Supreme Court holds overtime due to high-earning oil worker
In Helix Energy Solutions Group v. Hewitt, the Supreme Court held that an employee earning more than $200,000 a year was eligible for overtime pay because he was paid on a daily basis rather than a salary basis under the Fair Labor Standards Act (FLSA).
In Helix, plaintiff Michael Hewitt filed an action against his employer seeking overtime pay under the FLSA, which guarantees overtime pay to covered employees when they work more than 40 hours a week. From 2014 to 2017, Hewitt worked for Helix on an offshore oil rig, typically working 84 hours a week. He was paid on a daily-rate basis, with no overtime compensation, and he earned over $200,000 annually.
Helix asserted that Hewitt was exempt from the FLSA’s overtime requirements because he was a “bona fide executive,” which requires that the employee satisfy three tests: (1) that the employee is paid on a “salary basis” test; (2) that the employee is paid over a certain salary threshold; and (3) that the employee performs certain exempt duties. There was no dispute that Hewitt satisfied the duties criteria and received more than the threshold amount; rather, the issue was whether Hewitt was paid on a “salary basis,” since he was paid a day rate.
Broadly, the Department of Labor has defined payment on a “salary basis” to mean either: (1) under 29 C.F.R. § 541.602(a), that the employee receives for each pay period, on a weekly or less frequent basis, a predetermined amount constituting all or part of the employee’s compensation, which amount cannot be subject to reduction because of variations in the quality or quantity of work performed; or (2) under 29 C.F.R. § 604(b), that the employee is guaranteed at least the minimum weekly required amount paid on a salary basis regardless of the number of hours, days or shifts worked, and a reasonable relationship exists between the guaranteed amount and the amount actually earned.

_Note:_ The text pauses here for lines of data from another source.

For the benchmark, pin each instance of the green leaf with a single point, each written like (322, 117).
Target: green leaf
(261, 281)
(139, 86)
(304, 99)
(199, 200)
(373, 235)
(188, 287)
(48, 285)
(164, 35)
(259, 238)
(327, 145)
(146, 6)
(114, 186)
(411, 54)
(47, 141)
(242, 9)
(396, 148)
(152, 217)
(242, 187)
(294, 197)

The reasonable relationship test is satisfied if the weekly guarantee is “roughly equivalent” to the employee’s usual weekly earnings.
The District Court agreed that Hewitt was paid on a salary basis and thus was exempt from overtime; however, the Fifth Circuit reversed, holding that, since Hewitt received a day rate and did not know the amount of his compensation for each weekly (or less frequent) pay period before he worked, he did not receive a predetermined, guaranteed amount and thus was not paid on a salary basis.
The Supreme Court affirmed, holding that Hewitt was not paid on a salary basis. Helix did not argue that it satisfied the salary basis test under § 604(b), because Helix did not promise a weekly guarantee. Therefore, the Supreme Court analyzed whether Hewitt’s day rate satisfied the salary basis test under § 602(a), concluding that it did not. The Supreme Court reasoned that payment of a day rate does not satisfy § 602(a)’s requirements that: (1) the employee be paid on a weekly or less frequent basis; and (2) the employee be paid without regard to the numbers of days or hours worked. Thus, the Supreme Court held that day rates are not a salary for the purposes § 602(a). Accordingly, while Hewitt was highly paid, he was not exempt from the FLSA’s overtime pay guarantee.
Given the above, companies utilizing FLSA exemptions are encouraged to carefully review requirements and ensure employees are paid on a salary basis, even when they are highly compensated, which for employees paid on a daily rate can only be done by satisfying § 604(b)’s requirements. At a high level, employers should be cognizant that employees receiving day rates (or similar pay methods which may fluctuate) may not, on their own, satisfy the FLSA’s salary basis requirement.